Any help is appreciated :)


Solution

  • Interesting question. Lets call the number in question X.

    Is this a good way to test whether a large number has prime factors that are only 2s, 3s, and 7s?

    The method you outlined seems to be best, both very fast and easy to understand. Another method is to compute the least common multiple of X and 2*3*7. If the result is X, then X is composed entirely of powers of 2, 3, 7. However, I believe the computational complexity of the LCM method is inferior to your method.

    What is the least costly way to store these VERY large (~30000 digits) integers.

    30000 digits is bigger than numbers typically used in cryptography, but is otherwise not exceptional on any system I'm aware of. It would only require about 13k bytes of storage in base-2, hardly even worth thinking about.

    The "best" way to store the integers is unfortunately somewhat more complicated because it depends on where the data comes from and where its going. Big integers are typically stored in a binary format, and also depends on how you define cost. This format can be called base 2, but more accurately it is usually stored as a sequence of base 2w "words" or "limbs", where w is a convenient size for doing the basic arithmetic operations. For example, w is often 32 or 64. Sometime it is a few bits less than 32 or 64, so that a w by w multiply plus a large number of carries can fit in one word of a 64 or 128-bit type.

    This kind of base-2 representation is the only one I've seen used in general big integer packages*. It makes computing the largest power of 2 that divides X particularly efficient. If you write your own code you can choose other bases for storage, for example in your case you might choose base 5 or base 7 or base 2*3*7=42.
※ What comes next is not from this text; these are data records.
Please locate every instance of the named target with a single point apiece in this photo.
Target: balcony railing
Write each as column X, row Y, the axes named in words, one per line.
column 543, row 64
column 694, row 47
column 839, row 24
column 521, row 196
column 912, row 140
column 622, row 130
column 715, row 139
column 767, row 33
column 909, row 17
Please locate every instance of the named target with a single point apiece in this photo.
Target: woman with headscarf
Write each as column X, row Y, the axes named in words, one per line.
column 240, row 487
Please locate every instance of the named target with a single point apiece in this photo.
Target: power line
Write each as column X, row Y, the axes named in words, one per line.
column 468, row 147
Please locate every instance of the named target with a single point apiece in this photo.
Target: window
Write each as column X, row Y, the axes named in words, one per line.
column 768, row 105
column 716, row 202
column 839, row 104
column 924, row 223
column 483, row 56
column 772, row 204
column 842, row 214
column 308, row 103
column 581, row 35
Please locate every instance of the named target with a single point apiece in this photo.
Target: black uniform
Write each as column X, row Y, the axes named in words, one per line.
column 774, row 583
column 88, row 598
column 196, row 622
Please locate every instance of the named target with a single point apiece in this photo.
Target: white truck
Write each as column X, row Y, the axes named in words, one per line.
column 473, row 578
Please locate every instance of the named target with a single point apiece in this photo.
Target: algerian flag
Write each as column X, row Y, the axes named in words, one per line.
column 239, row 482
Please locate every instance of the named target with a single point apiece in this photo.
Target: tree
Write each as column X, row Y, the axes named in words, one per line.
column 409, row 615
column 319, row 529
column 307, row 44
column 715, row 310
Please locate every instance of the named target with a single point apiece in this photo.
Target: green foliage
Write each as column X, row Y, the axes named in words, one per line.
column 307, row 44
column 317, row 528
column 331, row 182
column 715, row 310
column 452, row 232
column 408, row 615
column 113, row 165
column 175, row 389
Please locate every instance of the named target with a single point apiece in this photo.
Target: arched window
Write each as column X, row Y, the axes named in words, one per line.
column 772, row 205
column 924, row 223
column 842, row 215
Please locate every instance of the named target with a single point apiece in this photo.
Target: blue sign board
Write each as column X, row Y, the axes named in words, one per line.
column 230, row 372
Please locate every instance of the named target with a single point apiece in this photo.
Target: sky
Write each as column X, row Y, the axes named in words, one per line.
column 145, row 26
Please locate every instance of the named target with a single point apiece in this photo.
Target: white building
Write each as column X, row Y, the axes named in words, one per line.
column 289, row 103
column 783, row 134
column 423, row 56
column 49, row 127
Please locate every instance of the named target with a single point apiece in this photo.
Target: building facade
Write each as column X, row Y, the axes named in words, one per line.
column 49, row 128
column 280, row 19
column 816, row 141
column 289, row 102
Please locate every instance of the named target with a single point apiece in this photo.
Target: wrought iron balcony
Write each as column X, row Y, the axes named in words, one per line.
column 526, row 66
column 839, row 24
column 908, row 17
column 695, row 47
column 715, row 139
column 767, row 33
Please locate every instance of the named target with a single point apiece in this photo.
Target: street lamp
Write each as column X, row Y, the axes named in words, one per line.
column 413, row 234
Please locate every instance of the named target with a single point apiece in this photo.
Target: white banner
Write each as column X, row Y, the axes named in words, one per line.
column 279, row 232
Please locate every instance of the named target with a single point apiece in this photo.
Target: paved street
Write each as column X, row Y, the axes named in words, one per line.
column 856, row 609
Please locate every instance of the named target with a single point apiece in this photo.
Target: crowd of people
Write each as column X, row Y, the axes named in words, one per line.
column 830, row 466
    The choice of base should also consider how the data is coming in, because converting the data from the input source to the big integer source can be expensive if the input is provided in something other than the base of the underlying package.

    * There are also big decimal packages which may store the data in base 10 instead of base 2, a convenience for determining the powers of 5 or 10 in X. You'd have to examine the details of the big decimal implementation to determine if it's actually faster, and besides you are not interested in powers of 5 or 10.